Lots of pubs have fascinating stories attached to them but it’s a shame so few of them seem to be true.
Take the Ostrich at Colnbrook, Buckinghamshire, which features in many of those ‘old inns of England’ books with variations on this fantastic story, as told on its website:
As with most historic buildings, The Ostrich has seen it’s fair share of murders and they say that over 60 were committed here. Most famous of all were those committed in the 17th century by the landlord of the time, Jarman, who with his wife made a very profitable sideline by murdering their guests after they had retired for the night.

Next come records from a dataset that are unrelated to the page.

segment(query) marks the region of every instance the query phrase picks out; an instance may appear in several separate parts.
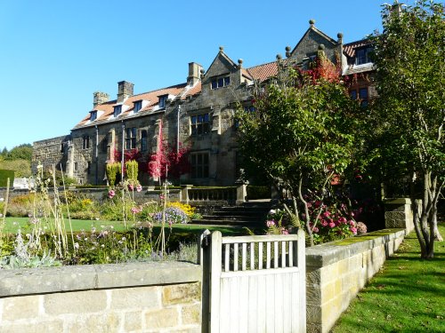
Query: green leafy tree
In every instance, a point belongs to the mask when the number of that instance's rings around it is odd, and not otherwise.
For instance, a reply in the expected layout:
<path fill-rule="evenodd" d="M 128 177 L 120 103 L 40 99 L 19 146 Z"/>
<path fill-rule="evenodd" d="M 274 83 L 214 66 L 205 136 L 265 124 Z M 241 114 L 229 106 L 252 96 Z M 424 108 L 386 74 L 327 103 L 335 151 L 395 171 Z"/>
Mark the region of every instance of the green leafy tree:
<path fill-rule="evenodd" d="M 319 64 L 326 61 L 319 52 Z M 277 80 L 254 94 L 255 112 L 240 108 L 237 113 L 245 163 L 288 191 L 291 204 L 284 202 L 286 211 L 296 226 L 303 217 L 312 245 L 320 220 L 311 221 L 305 194 L 322 202 L 360 146 L 352 132 L 359 105 L 350 99 L 338 73 L 333 75 L 328 67 L 303 73 L 284 66 Z"/>
<path fill-rule="evenodd" d="M 437 202 L 444 186 L 445 20 L 443 4 L 417 1 L 383 11 L 375 36 L 381 172 L 406 177 L 421 257 L 433 257 Z M 417 199 L 422 199 L 421 207 Z"/>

They had a trap door built into the floor of one of their bedrooms and when a suitably rich candidate arrived Jarman would inform his wife that a fat pig was available if she wanted one! She would reply by asking her husband to put him in the sty for till the morrow. The bedstead was hinged and they would tip the sleeping victim into a vat of boiling liquid immediately below, thus killing him.

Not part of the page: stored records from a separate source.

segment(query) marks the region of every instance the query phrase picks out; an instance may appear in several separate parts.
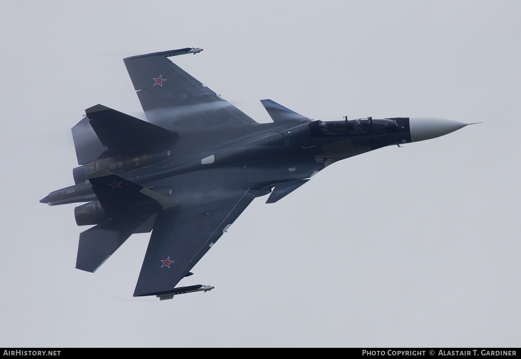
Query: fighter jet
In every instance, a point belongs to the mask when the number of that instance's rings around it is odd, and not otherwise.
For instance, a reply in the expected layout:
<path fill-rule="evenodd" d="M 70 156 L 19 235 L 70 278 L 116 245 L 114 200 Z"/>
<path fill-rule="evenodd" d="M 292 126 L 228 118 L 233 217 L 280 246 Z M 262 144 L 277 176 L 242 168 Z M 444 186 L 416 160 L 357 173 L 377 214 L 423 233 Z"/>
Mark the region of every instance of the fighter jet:
<path fill-rule="evenodd" d="M 210 286 L 176 287 L 254 199 L 274 203 L 334 162 L 424 141 L 467 123 L 425 118 L 313 120 L 261 100 L 259 123 L 169 58 L 185 48 L 123 59 L 147 121 L 102 105 L 72 129 L 75 184 L 40 201 L 75 208 L 76 268 L 94 272 L 134 233 L 152 231 L 134 296 L 160 299 Z"/>

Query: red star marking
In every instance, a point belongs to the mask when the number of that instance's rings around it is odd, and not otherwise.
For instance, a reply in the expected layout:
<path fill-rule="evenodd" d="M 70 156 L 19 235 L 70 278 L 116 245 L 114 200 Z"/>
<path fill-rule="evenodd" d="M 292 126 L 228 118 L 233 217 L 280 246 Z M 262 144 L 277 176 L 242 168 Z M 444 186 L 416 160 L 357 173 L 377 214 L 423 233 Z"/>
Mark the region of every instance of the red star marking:
<path fill-rule="evenodd" d="M 159 85 L 161 87 L 163 87 L 163 85 L 161 84 L 161 83 L 163 82 L 163 81 L 166 81 L 166 79 L 162 78 L 161 77 L 162 76 L 163 76 L 163 75 L 159 75 L 159 77 L 158 78 L 157 78 L 157 79 L 154 79 L 154 80 L 156 81 L 156 83 L 154 84 L 154 86 L 155 86 L 156 85 Z"/>
<path fill-rule="evenodd" d="M 166 261 L 162 260 L 161 262 L 163 263 L 163 265 L 161 266 L 161 268 L 163 268 L 165 266 L 166 266 L 168 268 L 170 268 L 170 264 L 173 263 L 173 261 L 170 260 L 170 257 L 168 257 L 167 258 L 166 258 Z"/>
<path fill-rule="evenodd" d="M 111 185 L 112 189 L 115 190 L 116 188 L 121 188 L 121 183 L 122 183 L 122 182 L 116 182 L 116 180 L 114 180 L 114 182 L 111 183 L 109 183 L 108 185 Z"/>

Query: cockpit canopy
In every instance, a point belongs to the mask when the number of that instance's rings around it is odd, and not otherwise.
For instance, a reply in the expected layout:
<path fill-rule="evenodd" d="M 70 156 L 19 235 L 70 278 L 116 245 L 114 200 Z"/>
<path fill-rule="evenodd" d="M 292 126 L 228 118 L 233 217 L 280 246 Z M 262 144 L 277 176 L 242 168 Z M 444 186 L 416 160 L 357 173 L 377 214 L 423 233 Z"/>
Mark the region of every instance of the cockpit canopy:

Jarman and his wife’s activities came to an end when their greed got the better of them and they plotted to kill a well known clothier Thomas Cole. After persuading him to make his will before he retired, Jarman killed Cole. Unfortunately Cole’s horse was found wandering the streets nearby and caused a search for his owner who had been last seen entering The Ostrich! His body was found some time later in a nearby brook and some say that this Cole-in-the-brook is how Colnbrook got its name. It’s a nice story but whether it is true or not, who’s to say!
Who’s to say? Mike Dash, that’s who. That story, Mr Dash reveals, is actually from an early English novel, Thomas of Reading by Thomas Deloney, where it is told of a pub in ‘Colebrook’ called The Crane. There might be a kernel of truth in the yarn, but only, it seems, in the same way that the supernatural clown in Stephen King’s IT was inspired by real-life serial killer John Wayne Gacy.

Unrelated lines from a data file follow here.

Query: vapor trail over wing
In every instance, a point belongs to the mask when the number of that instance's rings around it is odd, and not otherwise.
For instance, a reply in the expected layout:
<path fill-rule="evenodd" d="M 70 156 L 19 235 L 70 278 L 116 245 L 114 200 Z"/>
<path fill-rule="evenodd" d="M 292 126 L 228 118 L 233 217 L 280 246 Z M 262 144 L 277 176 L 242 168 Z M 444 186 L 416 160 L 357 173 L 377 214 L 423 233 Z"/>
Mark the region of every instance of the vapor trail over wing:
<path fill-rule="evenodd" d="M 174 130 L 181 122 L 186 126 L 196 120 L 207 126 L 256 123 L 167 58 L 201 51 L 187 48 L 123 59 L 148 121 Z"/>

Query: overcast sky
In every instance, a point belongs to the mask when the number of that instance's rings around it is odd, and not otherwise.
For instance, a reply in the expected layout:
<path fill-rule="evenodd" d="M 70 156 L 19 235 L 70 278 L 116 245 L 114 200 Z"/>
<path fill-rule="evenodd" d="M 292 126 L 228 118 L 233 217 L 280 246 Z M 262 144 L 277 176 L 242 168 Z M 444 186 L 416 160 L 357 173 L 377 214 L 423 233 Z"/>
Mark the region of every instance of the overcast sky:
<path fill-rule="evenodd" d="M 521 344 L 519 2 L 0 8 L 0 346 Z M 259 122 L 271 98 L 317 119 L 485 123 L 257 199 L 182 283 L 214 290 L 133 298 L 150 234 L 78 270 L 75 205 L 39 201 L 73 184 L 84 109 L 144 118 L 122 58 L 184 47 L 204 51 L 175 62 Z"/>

And there’s an awful lot of this about:
@BoakandBailey yeah Glasgow has three oldest "pubs" although they use slightly different definitions to justify
— ahaufstop (@ahaufstop) March 3, 2015
In more recent history, which should be easier to unpick, we never did find any firm evidence to suggest that Sir John Betjeman was actively involved in the campaign to save the Black Friar pub at Blackfriars — a claim made on a plaque at the pub and all over its website.
It would probably be too much to ask pubs to provide citations for their claims, perhaps on a series of smaller plaques underneath the big one, but at the very least writers should try to avoid unthinkingly parroting these tall tales.